—Podemos quedar a las cuatro —dije, sin dejar de morder sus labios con mis labios.
—¿En la siesta? —contestó sorprendida, sin dejar de morderme el alma en cada beso—. ¿Con este calor?
—Podemos quedar en el río.
—En el río... —dijo María pensativa, quizás imaginando que nos bañábamos juntos, sabiendo que lo haríamos desnudos—. Suena bien —dijo, y noté que ella sonreía en el beso siguiente. Y yo sonreí mientras la besaba.

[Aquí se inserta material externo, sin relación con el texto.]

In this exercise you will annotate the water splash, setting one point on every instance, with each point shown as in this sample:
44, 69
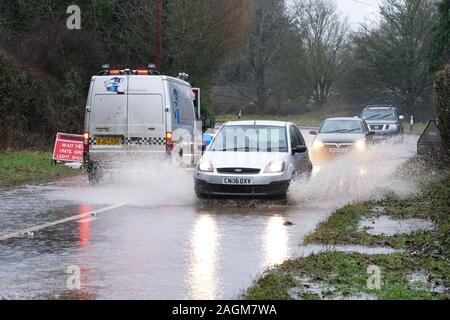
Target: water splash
358, 177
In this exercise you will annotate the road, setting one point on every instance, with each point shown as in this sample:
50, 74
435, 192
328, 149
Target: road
144, 235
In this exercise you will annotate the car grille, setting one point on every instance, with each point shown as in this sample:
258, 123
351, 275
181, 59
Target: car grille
377, 127
238, 170
250, 189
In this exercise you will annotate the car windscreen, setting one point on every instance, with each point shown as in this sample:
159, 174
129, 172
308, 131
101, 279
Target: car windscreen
250, 138
342, 126
378, 114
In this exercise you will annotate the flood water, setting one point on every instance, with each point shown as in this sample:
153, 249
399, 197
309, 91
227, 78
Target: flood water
161, 242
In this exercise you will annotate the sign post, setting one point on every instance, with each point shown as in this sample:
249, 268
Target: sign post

El arroyo bajaba serpenteando por la hondonada, desgastando los guijarros con su lengua de aguas diáfanas. Tras varios kilómetros deslizándose por el pedregoso lecho, la linfa cristalina se fundía con las aguas del Genil, caudaloso gracias a las lluvias del otoño y el invierno anteriores y crecido con las nieves procedentes de Sierra Nevada, derretidas con los primeros calores del verano. A ambos márgenes del arroyo los cañaverales proyectaban su sombra casi vertical, apenas protegiendo del sol los juntos que pronto formarían parte de nuestra corta historia en común. Nos detuvimos junto al cauce, nos descalzamos y metimos los pies en la corriente con el agua cubriéndonos los tobillos. Estaba más fría de lo esperado, pero no nos importó. María y yo nos miramos, sonreímos y, apretando nuestros dedos entrelazados, echamos a andar arroyo abajo sin salirnos de la rivera. Caminamos despacio durante unos metros cogidos de la mano, sin salirnos de la corriente, sonriendo complacidos, disfrutando aquella nueva experiencia. Un poco más adelante nos miramos de nuevo y, sin decir nada, empezamos a correr arroyo abajo, riéndonos con cada resbalón, a punto de caer a cada paso. Los cantos rodados castigaban las plantas de nuestros pies, pero no éramos conscientes de ello. Quizá porque éramos incapaces de sentirlos; quizá porque solo podíamos sentir nuestros corazones desbocados saltando en el pecho. El agua salpicaba nuestras piernas, mojaba nuestras ropas; nosotros corríamos y reíamos alterando la calma de la siesta, rompiendo el silencio casi absoluto. Entramos en el río atropelladamente, sin soltarnos de la mano, riendo... Y cuando ya el agua nos cubría por encima de la cintura, resbalamos y caímos hacia el fondo, hasta sumergirnos por completo. Durante unos irrepetibles segundos permanecimos bajo el agua, buscándonos en la mirada del otro.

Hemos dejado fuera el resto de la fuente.